Archie had some contact with his grandparents who were in the country, but they did not provide any refuge from the abuse he suffered at school. His grandfather was an alcoholic and he says his grandmother was not eager to care for him. They lived a long way from the school, so visits to them were infrequent.

During long weekends, most of the children went home to stay with relatives, but Archie often had to stay with Mr Hindley and a few boys who also had no place to go. On these occasions, the boys were encouraged to have sex with each other.

Archie clearly recalls having no understanding of what he was doing, but he has since felt extreme guilt that this abuse by the teacher in some way made him an abuser too. He says he has asked himself over and over whether he ‘encouraged’ the abuse by Mr Hindley and whether it was his fault. But, he says: ‘The truth of the matter is I didn’t know it was wrong. I had nothing to go by.’

Mr Hindley’s abuse progressed from watching the boys having sex, to orally and anally raping Archie and others. He recalls that he and some of the other boys inserted objects like candles into their anuses so the abuse wouldn’t be so painful. Archie says there was the constant worry about what would happen if Mr Hindley was disappointed – the abuser made it clear that to be in the cricket team ‘favours had to be given’.

Archie remembers that while at boarding school, he went on a holiday with his parents. He did not tell them about the abuse – he had not seen them for two years and he says he felt they did not care about him. He considers that he had become institutionalised and did not know what was ‘normal’, as he had no contact with the outside world.

When Archie was about 12, Mr Hindley stopped sexually abusing him. He recalls that despite having a sense of relief, he questioned whether he had done something wrong to no longer have the teacher’s attention. He comments that there were younger children starting at the school and he believes he no longer ‘fitted’ with what Mr Hindley wanted.

It was only when Archie started senior school that he began to realise he had been sexually abused. He says he lived in fear that one of the boys in the new school would find out about the abuse and label him as homosexual.

Archie didn’t consider reporting the abuse to the police or his father because he was sure he would not have been believed. He has only recently started to talk about what happened to him, after a lifetime of pain and anger.

He has been plagued with mental health issues and he feels that the longer he hid the abuse the more his rage increased. He says that he has been a violent man and admits that he still feels a significant fear of being labelled homosexual, and has homophobic feelings.

Archie has mobility issues and experiences pain, and believes the physical impact of the sexual abuse could have caused some of his health problems.He is having counselling which he finds helpful and he is working very hard to understand and address his issues.

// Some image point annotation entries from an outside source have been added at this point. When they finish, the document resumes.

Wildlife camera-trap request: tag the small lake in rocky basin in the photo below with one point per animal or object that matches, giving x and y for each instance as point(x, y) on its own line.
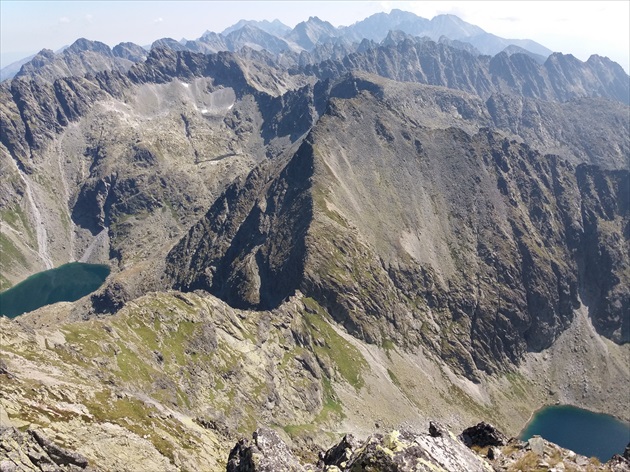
point(66, 283)
point(584, 432)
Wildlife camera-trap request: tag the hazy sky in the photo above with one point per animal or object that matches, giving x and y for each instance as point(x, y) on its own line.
point(581, 28)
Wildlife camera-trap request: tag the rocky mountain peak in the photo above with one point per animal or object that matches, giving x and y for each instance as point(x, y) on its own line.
point(82, 44)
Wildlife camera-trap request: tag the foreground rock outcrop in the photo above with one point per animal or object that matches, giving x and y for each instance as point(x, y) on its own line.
point(405, 451)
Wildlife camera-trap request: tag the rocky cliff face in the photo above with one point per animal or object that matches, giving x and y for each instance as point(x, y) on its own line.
point(316, 249)
point(482, 268)
point(560, 78)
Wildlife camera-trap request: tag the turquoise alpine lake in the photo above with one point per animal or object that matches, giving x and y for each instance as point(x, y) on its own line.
point(584, 432)
point(66, 283)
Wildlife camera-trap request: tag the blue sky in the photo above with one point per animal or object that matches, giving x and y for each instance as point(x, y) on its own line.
point(579, 27)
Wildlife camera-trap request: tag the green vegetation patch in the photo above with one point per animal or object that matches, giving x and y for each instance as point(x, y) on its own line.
point(347, 358)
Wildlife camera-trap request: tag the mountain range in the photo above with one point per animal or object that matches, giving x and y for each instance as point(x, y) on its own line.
point(315, 230)
point(278, 38)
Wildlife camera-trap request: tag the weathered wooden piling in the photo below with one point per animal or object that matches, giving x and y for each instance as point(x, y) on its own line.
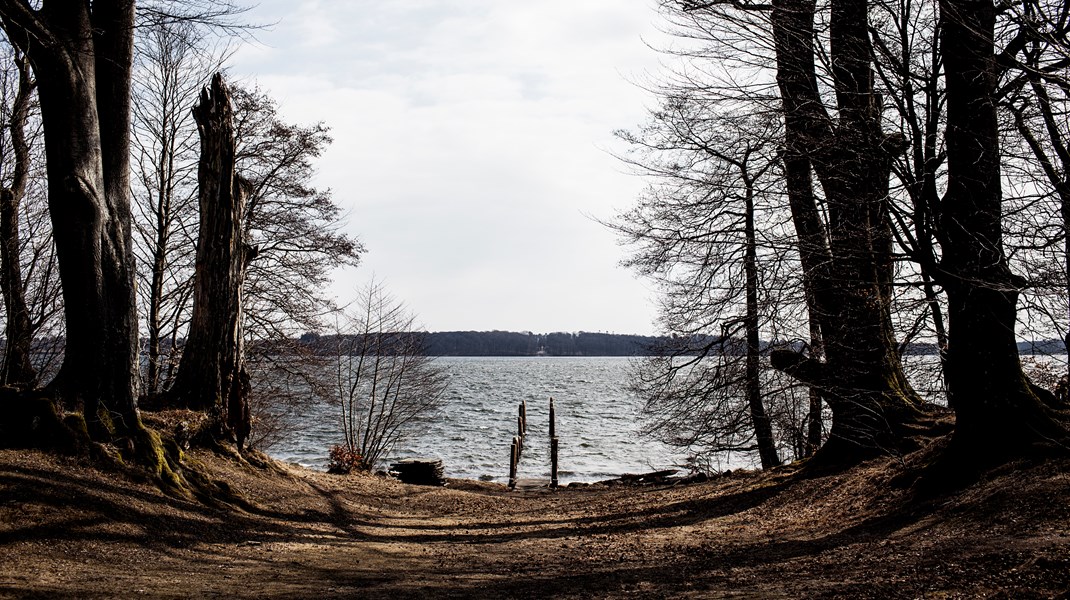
point(552, 432)
point(553, 462)
point(514, 459)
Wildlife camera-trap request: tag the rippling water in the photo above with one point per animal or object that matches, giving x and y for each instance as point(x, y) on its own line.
point(597, 421)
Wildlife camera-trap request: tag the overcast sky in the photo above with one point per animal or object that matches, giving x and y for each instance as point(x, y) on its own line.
point(471, 149)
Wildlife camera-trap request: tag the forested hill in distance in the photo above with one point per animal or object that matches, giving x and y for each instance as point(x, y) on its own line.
point(526, 343)
point(586, 343)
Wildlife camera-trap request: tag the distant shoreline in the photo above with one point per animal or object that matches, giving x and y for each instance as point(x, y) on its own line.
point(591, 344)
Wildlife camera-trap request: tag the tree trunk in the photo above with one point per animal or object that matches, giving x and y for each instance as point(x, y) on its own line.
point(861, 378)
point(763, 427)
point(83, 74)
point(17, 368)
point(997, 410)
point(212, 374)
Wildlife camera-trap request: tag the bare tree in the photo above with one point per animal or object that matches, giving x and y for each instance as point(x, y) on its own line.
point(296, 227)
point(384, 383)
point(1002, 413)
point(173, 60)
point(15, 159)
point(81, 55)
point(212, 375)
point(694, 233)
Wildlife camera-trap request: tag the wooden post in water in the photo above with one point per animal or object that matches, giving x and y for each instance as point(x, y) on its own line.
point(514, 459)
point(553, 462)
point(552, 432)
point(520, 432)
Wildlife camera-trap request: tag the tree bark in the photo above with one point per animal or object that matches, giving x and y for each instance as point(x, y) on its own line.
point(861, 378)
point(212, 374)
point(997, 410)
point(17, 367)
point(80, 52)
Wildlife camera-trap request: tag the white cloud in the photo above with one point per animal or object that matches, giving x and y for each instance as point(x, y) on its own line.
point(468, 149)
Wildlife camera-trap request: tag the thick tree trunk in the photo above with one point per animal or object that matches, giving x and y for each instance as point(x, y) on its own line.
point(763, 426)
point(997, 411)
point(212, 374)
point(861, 378)
point(81, 55)
point(17, 367)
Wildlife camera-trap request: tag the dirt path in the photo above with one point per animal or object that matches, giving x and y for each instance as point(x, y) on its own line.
point(67, 529)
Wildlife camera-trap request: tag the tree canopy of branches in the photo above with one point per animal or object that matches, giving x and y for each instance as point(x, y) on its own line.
point(384, 382)
point(892, 162)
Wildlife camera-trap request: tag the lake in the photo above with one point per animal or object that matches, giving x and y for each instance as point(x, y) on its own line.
point(597, 421)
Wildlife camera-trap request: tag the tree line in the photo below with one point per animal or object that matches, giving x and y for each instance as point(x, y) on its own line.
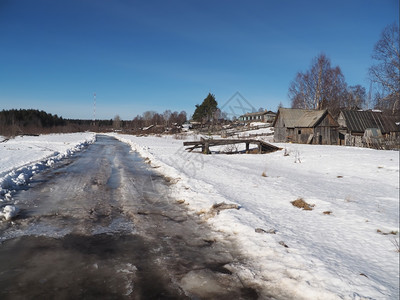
point(323, 86)
point(30, 121)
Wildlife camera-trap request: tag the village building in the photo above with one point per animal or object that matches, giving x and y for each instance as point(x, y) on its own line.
point(266, 116)
point(362, 128)
point(305, 127)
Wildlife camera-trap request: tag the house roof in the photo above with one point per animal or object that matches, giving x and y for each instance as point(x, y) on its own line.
point(259, 113)
point(300, 117)
point(358, 121)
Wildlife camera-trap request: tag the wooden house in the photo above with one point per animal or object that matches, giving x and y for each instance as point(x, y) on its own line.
point(262, 116)
point(353, 125)
point(305, 127)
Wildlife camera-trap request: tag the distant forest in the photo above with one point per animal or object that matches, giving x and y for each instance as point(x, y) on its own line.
point(33, 122)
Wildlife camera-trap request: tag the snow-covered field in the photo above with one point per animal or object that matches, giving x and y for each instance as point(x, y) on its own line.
point(344, 248)
point(24, 156)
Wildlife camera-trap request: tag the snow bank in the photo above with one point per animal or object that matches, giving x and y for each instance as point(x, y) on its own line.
point(342, 249)
point(24, 156)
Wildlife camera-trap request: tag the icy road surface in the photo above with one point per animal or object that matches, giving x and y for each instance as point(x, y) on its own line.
point(102, 224)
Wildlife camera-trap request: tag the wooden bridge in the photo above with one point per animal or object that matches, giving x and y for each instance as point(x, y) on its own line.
point(205, 144)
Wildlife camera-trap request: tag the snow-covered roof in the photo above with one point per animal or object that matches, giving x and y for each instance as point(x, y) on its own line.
point(301, 117)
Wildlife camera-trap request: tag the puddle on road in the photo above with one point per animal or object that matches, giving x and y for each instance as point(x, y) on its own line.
point(106, 228)
point(75, 267)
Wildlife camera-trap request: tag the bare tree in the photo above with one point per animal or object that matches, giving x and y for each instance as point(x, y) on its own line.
point(386, 73)
point(117, 122)
point(321, 87)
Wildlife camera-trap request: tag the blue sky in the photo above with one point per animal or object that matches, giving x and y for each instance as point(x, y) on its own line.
point(158, 55)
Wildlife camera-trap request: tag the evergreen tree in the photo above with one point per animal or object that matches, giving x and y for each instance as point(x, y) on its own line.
point(206, 110)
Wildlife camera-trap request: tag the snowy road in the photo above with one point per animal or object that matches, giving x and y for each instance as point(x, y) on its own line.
point(102, 224)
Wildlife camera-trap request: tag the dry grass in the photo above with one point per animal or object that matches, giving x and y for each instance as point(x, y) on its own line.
point(386, 233)
point(300, 203)
point(216, 208)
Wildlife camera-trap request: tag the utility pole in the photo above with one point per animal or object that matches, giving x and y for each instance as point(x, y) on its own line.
point(94, 109)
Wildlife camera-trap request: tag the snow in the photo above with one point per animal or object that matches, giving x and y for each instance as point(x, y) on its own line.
point(348, 252)
point(24, 156)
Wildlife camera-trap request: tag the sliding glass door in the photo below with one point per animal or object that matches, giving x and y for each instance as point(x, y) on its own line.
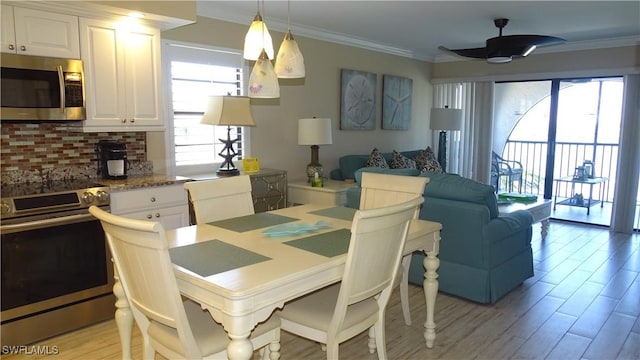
point(560, 129)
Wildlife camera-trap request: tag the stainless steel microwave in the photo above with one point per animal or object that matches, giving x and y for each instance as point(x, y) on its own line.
point(37, 88)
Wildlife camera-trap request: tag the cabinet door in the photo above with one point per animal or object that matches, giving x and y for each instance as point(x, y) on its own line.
point(143, 76)
point(7, 30)
point(122, 77)
point(104, 73)
point(45, 33)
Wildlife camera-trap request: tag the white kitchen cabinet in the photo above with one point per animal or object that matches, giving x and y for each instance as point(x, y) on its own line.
point(122, 76)
point(41, 33)
point(165, 204)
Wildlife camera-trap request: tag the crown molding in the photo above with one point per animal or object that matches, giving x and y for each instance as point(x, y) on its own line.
point(226, 14)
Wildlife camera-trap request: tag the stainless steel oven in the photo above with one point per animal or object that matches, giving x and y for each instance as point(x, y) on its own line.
point(56, 273)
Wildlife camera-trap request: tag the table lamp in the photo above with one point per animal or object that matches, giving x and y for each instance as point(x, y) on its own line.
point(444, 119)
point(314, 132)
point(229, 111)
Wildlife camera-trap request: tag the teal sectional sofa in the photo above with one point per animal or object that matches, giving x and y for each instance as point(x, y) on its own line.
point(483, 255)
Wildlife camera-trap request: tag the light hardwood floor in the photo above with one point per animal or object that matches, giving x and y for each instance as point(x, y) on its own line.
point(583, 303)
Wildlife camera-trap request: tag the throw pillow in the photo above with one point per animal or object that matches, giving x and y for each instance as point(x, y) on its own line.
point(377, 160)
point(426, 161)
point(399, 161)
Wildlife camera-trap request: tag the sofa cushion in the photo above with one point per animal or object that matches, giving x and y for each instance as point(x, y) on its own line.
point(455, 187)
point(399, 161)
point(405, 172)
point(426, 161)
point(376, 159)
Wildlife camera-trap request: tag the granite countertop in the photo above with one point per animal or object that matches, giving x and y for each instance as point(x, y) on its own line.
point(142, 181)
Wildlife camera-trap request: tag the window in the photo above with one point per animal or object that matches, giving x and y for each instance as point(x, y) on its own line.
point(195, 72)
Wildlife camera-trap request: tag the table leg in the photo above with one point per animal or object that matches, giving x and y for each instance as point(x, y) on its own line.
point(123, 317)
point(544, 228)
point(431, 264)
point(239, 348)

The abuse has affected his sex life and caused him marital problems, but he stresses that  he has ‘amazing support’ and acceptance from his wife who has only recently found out about the sexual abuse he experienced as a child.  

Archie would like there to be age-appropriate sex education for all children in schools, and feels strongly that children should be believed and not be in a situation where they fear punishment if they disclose sexual abuse.